Lo spazio che utilizziamo su una slide non corrisponde allo spazio della scrittura classico: mentre nello spazio classico della pagina abbiamo una sola dimensione che si dipana come un filo (lo spazio delle righe del testo, una sotto l’altra), lo spazio della slide è uno spazio che vive, come del resto accade in tutti i media digitali, in due dimensioni.

Uno spazio pittorico, insomma, o topologico, che  convive costantemente con la disposizione spaziale degli elementi e con il vuoto. Nessuno leggerà blocchi di testo fitti, anche se formalmente scanditi da punti elenco:

Punti elenco stretti

Mentre in una relazione su carta un elenco come quello sopra non darebbe alcun problema, in una slide questi punti elenco attaccati tra di loro creano uno spiacevole effetto “blocco di testo” e vengono percepiti come un tutt’uno. In genere, un tutt’uno indigeribile.

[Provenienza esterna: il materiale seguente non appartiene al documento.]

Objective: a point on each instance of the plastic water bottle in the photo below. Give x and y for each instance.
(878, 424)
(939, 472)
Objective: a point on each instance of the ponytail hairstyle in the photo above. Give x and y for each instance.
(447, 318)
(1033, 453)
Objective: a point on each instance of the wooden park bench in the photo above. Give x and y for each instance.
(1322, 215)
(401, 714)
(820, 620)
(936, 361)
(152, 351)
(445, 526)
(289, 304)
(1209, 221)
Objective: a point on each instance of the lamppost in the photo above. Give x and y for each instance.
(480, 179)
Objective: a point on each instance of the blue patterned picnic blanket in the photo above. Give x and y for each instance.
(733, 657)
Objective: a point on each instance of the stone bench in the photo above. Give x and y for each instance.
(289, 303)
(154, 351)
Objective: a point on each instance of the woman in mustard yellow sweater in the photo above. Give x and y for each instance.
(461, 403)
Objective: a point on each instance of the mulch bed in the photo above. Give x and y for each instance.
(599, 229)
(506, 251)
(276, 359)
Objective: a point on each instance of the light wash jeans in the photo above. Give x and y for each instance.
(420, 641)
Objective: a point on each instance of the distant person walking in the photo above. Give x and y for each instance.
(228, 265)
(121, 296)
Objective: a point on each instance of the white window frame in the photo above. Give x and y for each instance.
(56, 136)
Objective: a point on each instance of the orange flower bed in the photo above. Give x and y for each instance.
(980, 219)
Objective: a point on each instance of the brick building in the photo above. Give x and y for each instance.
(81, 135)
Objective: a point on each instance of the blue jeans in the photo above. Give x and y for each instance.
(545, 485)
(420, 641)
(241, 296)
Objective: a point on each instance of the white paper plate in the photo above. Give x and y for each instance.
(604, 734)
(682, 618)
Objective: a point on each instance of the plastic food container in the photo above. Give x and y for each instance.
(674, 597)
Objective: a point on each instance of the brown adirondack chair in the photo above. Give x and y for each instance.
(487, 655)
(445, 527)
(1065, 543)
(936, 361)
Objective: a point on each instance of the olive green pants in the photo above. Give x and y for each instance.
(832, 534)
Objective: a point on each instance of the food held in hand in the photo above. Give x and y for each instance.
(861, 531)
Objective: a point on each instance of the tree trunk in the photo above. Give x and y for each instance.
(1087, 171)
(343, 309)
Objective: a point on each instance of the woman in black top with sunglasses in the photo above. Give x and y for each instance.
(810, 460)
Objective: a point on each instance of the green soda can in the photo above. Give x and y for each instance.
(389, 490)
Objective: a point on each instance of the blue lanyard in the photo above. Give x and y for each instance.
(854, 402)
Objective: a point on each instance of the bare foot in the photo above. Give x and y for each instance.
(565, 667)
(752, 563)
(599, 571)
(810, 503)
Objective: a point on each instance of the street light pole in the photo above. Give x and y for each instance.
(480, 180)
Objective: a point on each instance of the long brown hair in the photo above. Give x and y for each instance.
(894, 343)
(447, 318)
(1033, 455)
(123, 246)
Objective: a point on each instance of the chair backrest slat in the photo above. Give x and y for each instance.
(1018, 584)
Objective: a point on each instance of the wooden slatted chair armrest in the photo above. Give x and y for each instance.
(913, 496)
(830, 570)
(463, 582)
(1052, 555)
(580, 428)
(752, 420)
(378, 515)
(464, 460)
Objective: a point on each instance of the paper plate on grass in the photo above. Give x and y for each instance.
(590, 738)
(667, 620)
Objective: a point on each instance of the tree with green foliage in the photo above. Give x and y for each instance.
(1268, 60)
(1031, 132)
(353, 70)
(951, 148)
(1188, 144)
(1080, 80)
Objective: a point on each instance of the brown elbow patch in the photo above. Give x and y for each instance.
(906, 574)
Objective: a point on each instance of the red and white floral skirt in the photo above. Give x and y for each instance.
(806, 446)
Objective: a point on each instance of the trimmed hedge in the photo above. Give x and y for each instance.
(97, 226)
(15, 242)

Per questo è sempre bene “fare passare l’aria” fra i vari punti elenco, occupando entrambe le dimensioni della slide e non solo l’unica dimensione costituita dallo “spazio della scrittura”

Punti elenco larghi

Ricordate: non c’è nessuna ragione per mettere i punti uno sotto l’altro di seguito. Fate spazio al vostro testo, scandite con lo spazio i vostri punti elenco, evitate i blocchi compatti, disponete in modo arioso il vostro testo. Farete così spazio anche nella mente dei vostri ascoltatori.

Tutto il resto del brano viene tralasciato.